- Also known as: Mr. V
- Born: Victor Font 1974 (age 51–52) Manhattan, New York, United States
- Origin: New York City
- Genres: House, club
- Occupations: DJ, Producer, Vocalist
- Years active: Since 2000
- Labels: Sole Channel Music Muzik 4 Tomorrow
- Website: www.solechannelmusic.com

= Mr. V =

American rapper

Victor Font (born 1974), known professionally as Mr. V, is an American disc jockey, record producer, and vocalist. Of Nuyorican origin, he grew up on the Lower East Side of Manhattan. Mr. V came to the attention of Louie Vega in the 1990s, working with him for some time, which had a significant influence on his music style which crosses hip hop and house.

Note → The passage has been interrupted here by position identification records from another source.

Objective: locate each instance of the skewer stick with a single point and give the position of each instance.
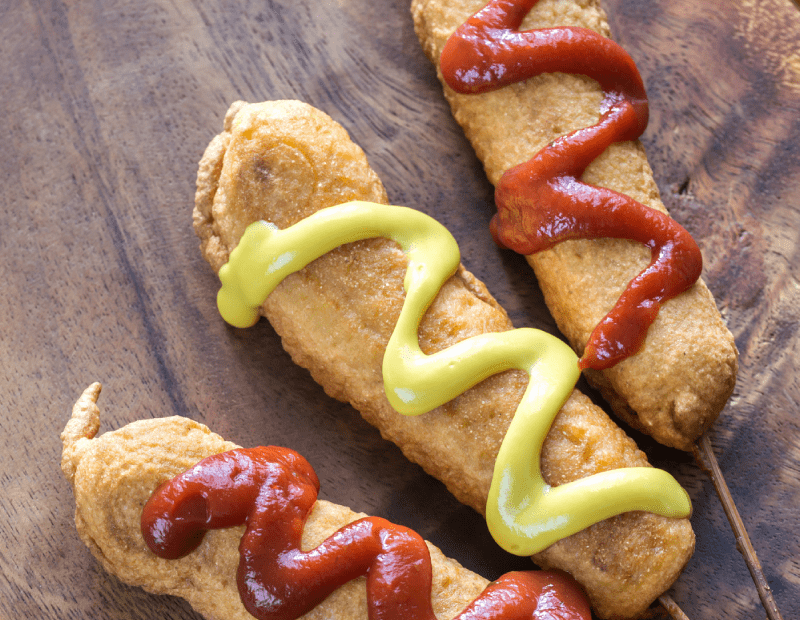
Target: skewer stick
(704, 455)
(672, 608)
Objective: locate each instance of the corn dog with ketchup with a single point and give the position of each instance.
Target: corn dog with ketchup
(167, 505)
(292, 167)
(553, 108)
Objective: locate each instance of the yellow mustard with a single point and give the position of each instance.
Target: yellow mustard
(524, 514)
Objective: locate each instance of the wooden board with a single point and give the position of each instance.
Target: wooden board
(107, 107)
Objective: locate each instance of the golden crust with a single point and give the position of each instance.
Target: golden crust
(677, 385)
(114, 475)
(335, 318)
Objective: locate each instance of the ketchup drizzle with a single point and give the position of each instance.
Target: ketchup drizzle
(271, 491)
(542, 202)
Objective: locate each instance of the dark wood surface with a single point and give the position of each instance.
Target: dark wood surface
(107, 107)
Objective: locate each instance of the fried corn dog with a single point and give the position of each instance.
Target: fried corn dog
(283, 161)
(114, 475)
(679, 381)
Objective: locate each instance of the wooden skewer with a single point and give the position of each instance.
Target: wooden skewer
(672, 607)
(704, 455)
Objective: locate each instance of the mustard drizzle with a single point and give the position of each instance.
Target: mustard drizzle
(524, 514)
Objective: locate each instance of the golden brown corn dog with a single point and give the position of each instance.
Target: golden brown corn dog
(679, 381)
(114, 475)
(283, 161)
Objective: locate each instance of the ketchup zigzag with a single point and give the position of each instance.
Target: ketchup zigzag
(543, 201)
(271, 491)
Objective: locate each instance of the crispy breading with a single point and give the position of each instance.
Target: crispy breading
(282, 161)
(680, 380)
(114, 475)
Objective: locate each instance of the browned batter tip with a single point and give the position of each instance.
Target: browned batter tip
(114, 475)
(679, 382)
(282, 161)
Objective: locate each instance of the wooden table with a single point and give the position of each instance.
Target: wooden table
(107, 107)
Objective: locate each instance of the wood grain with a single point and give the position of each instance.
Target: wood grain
(108, 107)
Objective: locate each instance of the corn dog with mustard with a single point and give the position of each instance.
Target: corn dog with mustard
(286, 163)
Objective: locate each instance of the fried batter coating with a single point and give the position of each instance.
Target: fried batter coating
(114, 475)
(282, 161)
(680, 380)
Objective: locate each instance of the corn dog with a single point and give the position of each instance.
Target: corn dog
(114, 477)
(283, 162)
(683, 374)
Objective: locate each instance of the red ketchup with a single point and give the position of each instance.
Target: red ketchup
(543, 201)
(271, 491)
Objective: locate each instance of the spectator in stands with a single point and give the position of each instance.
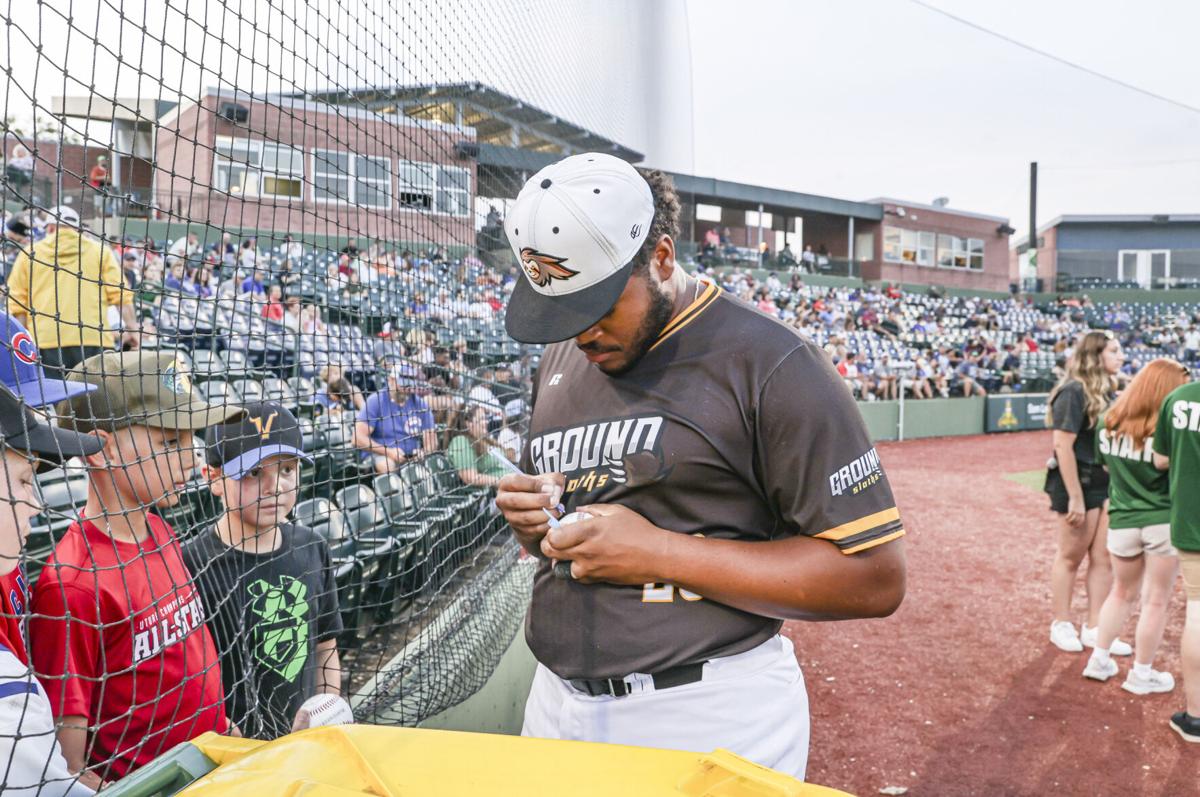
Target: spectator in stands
(97, 178)
(395, 424)
(132, 269)
(809, 259)
(1144, 561)
(226, 250)
(504, 388)
(1011, 367)
(509, 437)
(63, 291)
(1079, 487)
(268, 585)
(249, 256)
(19, 168)
(291, 249)
(177, 279)
(127, 684)
(1192, 343)
(185, 247)
(858, 382)
(293, 313)
(256, 283)
(483, 396)
(966, 376)
(311, 323)
(28, 744)
(273, 310)
(336, 394)
(471, 448)
(887, 383)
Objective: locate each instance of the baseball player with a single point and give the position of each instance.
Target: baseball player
(729, 480)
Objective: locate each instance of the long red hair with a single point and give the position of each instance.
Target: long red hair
(1135, 413)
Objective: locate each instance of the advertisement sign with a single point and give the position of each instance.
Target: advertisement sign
(1017, 412)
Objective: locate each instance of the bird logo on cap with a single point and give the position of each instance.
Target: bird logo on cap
(541, 268)
(23, 347)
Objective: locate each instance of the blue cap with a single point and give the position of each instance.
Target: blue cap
(265, 430)
(21, 370)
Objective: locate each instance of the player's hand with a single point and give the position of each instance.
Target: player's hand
(522, 498)
(615, 545)
(1075, 510)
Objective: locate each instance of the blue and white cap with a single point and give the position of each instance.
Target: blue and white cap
(21, 369)
(265, 430)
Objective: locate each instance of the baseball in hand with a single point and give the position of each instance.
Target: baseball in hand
(322, 711)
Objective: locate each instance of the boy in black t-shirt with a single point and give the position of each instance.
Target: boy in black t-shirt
(267, 585)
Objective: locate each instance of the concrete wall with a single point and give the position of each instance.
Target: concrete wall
(925, 418)
(185, 155)
(499, 706)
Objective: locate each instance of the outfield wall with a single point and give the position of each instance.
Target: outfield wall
(1012, 412)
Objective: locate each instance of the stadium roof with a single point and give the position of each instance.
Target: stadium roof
(739, 195)
(499, 119)
(1111, 219)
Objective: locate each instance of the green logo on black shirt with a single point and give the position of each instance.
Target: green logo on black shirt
(282, 633)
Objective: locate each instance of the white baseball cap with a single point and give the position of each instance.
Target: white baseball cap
(64, 215)
(575, 228)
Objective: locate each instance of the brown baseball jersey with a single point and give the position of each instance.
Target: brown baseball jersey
(732, 426)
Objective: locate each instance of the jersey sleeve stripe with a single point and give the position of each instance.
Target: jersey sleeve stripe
(873, 543)
(861, 525)
(689, 315)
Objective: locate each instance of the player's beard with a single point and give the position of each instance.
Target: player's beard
(658, 316)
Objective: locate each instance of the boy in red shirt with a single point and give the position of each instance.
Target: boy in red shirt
(118, 631)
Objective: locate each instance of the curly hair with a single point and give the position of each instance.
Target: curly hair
(1135, 413)
(667, 210)
(1086, 367)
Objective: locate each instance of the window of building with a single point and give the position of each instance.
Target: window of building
(454, 191)
(892, 244)
(418, 184)
(925, 246)
(372, 181)
(331, 175)
(975, 253)
(946, 245)
(253, 168)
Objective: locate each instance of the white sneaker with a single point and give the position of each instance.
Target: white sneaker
(1097, 671)
(1156, 682)
(1116, 648)
(1065, 636)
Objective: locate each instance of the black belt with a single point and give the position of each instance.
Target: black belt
(678, 676)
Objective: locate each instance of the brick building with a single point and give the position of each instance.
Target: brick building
(935, 245)
(288, 165)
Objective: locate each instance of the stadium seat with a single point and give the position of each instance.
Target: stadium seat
(328, 521)
(219, 391)
(376, 547)
(251, 390)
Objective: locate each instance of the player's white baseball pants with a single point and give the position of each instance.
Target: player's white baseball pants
(753, 703)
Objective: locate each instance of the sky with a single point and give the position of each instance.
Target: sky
(863, 99)
(852, 99)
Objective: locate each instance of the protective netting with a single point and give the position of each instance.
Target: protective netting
(269, 234)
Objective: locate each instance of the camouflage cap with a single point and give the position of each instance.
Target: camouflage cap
(145, 388)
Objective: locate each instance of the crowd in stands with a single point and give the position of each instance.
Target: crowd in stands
(885, 341)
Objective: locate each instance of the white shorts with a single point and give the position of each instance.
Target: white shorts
(753, 703)
(1129, 543)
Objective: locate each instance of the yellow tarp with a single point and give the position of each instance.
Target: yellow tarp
(414, 762)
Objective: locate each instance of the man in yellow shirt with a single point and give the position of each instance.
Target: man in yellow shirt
(63, 289)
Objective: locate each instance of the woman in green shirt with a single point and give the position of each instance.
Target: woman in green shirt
(471, 448)
(1139, 527)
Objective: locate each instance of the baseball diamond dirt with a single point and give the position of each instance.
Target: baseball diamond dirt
(960, 691)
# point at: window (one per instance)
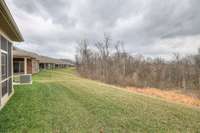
(4, 65)
(4, 45)
(4, 88)
(18, 67)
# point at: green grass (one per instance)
(60, 101)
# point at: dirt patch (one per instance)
(190, 98)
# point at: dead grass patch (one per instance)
(189, 98)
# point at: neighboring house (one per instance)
(50, 63)
(9, 33)
(24, 62)
(46, 62)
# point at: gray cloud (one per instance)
(153, 28)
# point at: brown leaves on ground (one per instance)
(190, 98)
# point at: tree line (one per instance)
(107, 61)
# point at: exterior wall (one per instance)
(17, 61)
(6, 87)
(35, 66)
(29, 66)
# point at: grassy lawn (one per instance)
(60, 101)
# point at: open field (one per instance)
(60, 101)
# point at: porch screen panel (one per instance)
(10, 86)
(3, 66)
(9, 59)
(4, 88)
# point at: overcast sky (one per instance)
(149, 27)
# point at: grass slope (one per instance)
(59, 101)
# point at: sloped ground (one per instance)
(179, 96)
(59, 101)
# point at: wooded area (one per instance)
(107, 61)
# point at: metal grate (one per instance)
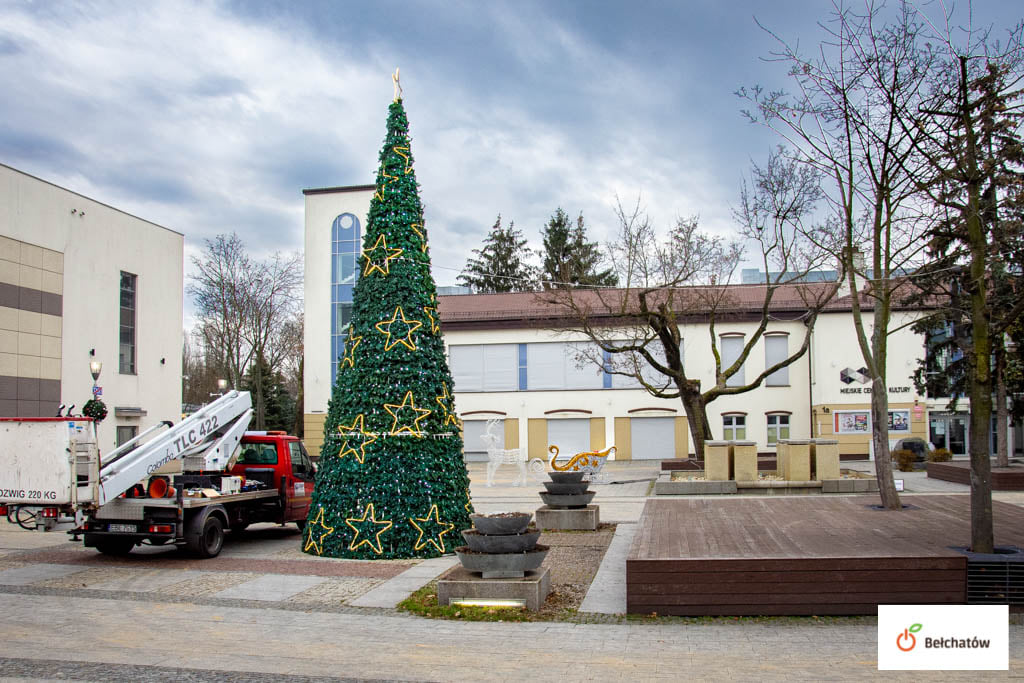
(995, 581)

Mr. V released his debut album, Welcome Home, in 2006 on Defected Records. It achieved a 3* review in The Skinny, and was called a "study in the melting pot of Manhattan sounds" by HX Magazine. Album track "Da Bump" peaked at number 2 on the UK Dance Chart in May 2007.

His 2013 release with Steve Bug, "The Long Run", received an 8/10 review in Mixmag, and in 2016 Mr. V collaborated with Roger Sanchez to release the "6 AM" extended player, which was called "big club ammo of the highest order", also by Mixmag.